Сашка засмеялся. Он курил без передышки, пуская по очереди из правой и левой ноздри густые серые клубы дыма. Лицо его налилось пунцовой краской, в глазах мигали две крупные, как горошины, слезины.
— Я без папирос не могу, — отставляя в сторону пальцы, сказал он. — С детства курю. — Посмотрел, какое впечатление произвело на Ваняту это ценное признание, и добавил уже совсем из другой оперы: — Зря ты на меня дуешься. Думаешь, я такой, да?
— Иди ты, — отмахнулся Ванята. — Я тебя еще вчера раскусил. Все понял.
— Не-е-т, — протянул Сашка, — тебе ничего не понятно. Это я просто так непонятно устроен. Если хочешь знать, даже врачи удивляются. Говорят, с виду он, товарищи, такой, а в середке совсем другой.
— Какой такой другой?
— Особенный, значит. Ты думаешь, я повязку зачем ношу? Не знаешь? То-то и оно! Я никому не рассказывал, а тебе скажу. Только об этом — ша! Понял?
— Ну?
— Вот тебе и ну! — передразнил Сашка. — Это мне врач велел повязку носить. У меня во рту тридцать зубов обнаружено.

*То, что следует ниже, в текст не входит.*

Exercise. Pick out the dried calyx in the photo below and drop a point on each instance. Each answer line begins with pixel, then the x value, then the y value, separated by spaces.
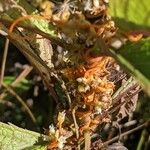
pixel 86 77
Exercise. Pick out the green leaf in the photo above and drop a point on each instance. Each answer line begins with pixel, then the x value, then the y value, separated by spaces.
pixel 15 138
pixel 131 14
pixel 24 85
pixel 136 58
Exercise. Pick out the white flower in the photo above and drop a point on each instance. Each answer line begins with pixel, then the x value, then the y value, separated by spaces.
pixel 52 129
pixel 61 142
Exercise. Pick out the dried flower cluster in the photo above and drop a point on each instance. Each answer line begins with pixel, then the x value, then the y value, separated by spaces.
pixel 85 76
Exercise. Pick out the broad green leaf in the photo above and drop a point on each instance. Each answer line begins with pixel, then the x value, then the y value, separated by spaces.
pixel 15 138
pixel 136 58
pixel 131 14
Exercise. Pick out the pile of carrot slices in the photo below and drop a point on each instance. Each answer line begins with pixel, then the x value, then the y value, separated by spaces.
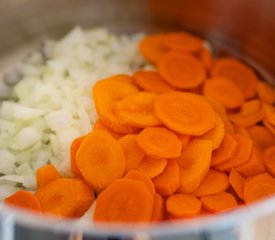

У всех тридцать два, а у меня — тридцать. На рентгене просвечивали...
— Ну и что там высветлили?
— Феномен я. Понял? У меня даже места для остальных зубов на деснах не нашли. Не-ет, ты не смейся! Врач сказал — это исключительный случай. В музей нас водил. Там в этих банках всего понапихано. В спирту. Врач отцу так и сказал: «Буду с него книгу писать. Для научной цели». Дошло?
Ванята рассмеялся.
— Ну и дурак же ты, Сашка! Прямо хоть стой, хоть падай!
— Значит, не веришь, да? — возмутился Сашка. — Эх, ты! Тебе говорят, а ты!..
Сашка Трунов быстро отслонил рукой вздувшийся на щеке бинт и открыл рот.
— Ш-шитай! — не закрывая рта, прошепелявил он. — Ш-шитай, раз ты такой...
Ванята не стал исследовать зубную полость козюркинского феномена. Поднялся и сердито махнул рукой.
— Ну тебя к лешему! — сказал он. — Сам ш-шитай, если хочешь.
Темно и глухо, будто в погребе, было у него на душе от дурацкой Сашкиной болтовни. Нет, видимо, в самом деле не хватает у Сашки в голове какого-то очень важного и нужного для жизни винта.
Ванята плюнул сгоряча под ноги, ушел от Сашки и сел в сторонке. Даже отвернулся, чтобы не видеть, не смотреть на эту перевязанную бинтами личность.